The school has strategies in place, I am aseeing a specialist next week for review of meds, I am aiming at seeing a therapist or someone who specialises in social interaction and we are discussing and trying to educate our son from home.

Has anyone else had issues like these, read any helpful books I can get my hands on or any other advice in general?

Thanks heaps.

Marlene

Hi--I am new to this forum and after reading your post, I didn't feel so alone and I was overwhelmed by how I feel exactly like  you. I've been so consumed with my son's behavior lately and feel lost at the end of the day and find myself spinning not knowing what to do next. Everyone else in my home pays the price and gets none of my attention or patience, because I have none left. My son's behavior due his ADHD has also made him a target at school and I'd say it's been a few years since he's had any real friends. He's ok at school in groups, but can't seem to connect on weekends or summers with any one person. I know this is due to his behavior and my heart breaks for him. He gets very angry during sports if things don't go his way and while we try to coach him through, he always blames someone else. He wants attention, yet we can't seem to convince him that he's attracting the wrong kind of attention. He goes to middle school this fall and I'm so scared  he'll be crucified by the older kids for acting the way he does. I wish I had some advice for you....I feel I am in the eye of a hurricane right now and it feels good to know I am not alone. I guess always know that you are a good mom for doing all you can for your child and as hard as it is some days, just love him and let him you are there for him.Im new here too, this is exactly what our son does to, and it makes him a target because of it as well. He also doesn't know when to quite as he is very easily over stimulated and gets to excited with what ever it is that he is doing. It's so frustrating because even warning him in the moment doesn't work, it's to late by that point.
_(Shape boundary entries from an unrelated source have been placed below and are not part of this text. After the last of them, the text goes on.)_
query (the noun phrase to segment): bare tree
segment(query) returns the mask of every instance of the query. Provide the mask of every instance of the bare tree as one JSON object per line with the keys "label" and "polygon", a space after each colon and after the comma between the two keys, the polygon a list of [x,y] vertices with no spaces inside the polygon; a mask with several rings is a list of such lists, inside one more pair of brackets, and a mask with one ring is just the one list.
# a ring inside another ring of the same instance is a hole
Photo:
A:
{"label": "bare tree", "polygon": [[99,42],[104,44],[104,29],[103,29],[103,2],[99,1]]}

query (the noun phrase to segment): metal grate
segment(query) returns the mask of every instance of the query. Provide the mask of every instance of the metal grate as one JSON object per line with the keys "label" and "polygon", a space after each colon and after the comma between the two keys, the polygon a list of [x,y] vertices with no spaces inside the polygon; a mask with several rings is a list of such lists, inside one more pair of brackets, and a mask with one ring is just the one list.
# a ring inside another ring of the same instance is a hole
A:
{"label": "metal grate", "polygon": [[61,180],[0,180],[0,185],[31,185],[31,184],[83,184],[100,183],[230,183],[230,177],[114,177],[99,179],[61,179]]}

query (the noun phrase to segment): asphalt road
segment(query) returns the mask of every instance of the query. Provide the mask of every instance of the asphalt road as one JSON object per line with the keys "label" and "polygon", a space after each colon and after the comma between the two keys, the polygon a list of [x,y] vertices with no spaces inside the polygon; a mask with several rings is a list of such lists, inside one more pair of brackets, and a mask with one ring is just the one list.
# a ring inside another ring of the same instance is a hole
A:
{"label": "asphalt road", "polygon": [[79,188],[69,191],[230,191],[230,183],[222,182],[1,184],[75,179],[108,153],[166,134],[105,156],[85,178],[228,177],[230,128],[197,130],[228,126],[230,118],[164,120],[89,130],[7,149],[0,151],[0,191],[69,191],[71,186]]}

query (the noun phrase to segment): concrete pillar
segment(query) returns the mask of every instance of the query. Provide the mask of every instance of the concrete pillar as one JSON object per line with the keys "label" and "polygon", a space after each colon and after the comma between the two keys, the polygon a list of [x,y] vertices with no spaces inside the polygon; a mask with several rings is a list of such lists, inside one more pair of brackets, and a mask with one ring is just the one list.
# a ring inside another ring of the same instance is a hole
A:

I feel bad for him as he thinks "everyone makes fun of him" and says that "everyone hates him". When my husband and I get the chance to watch him in action with kids he just gets to animated and spazzy and then the other kids just look at each other and then turn on him. I get mad but mostly feel sooo bad. He seeks out kids and is very social all he wants to do is play with kids, and I've told him on more than one occasion if it weren't for him the kids in the neighborhood would be so bored. He comes up with these fantastic game ideas to play outside. We are working on it though, I won't give up. He deserves to be happy.You need to do cold calls to Occupational or Speech Therapy Centers. That's who provides social skills classes, but they usually don't advertise it.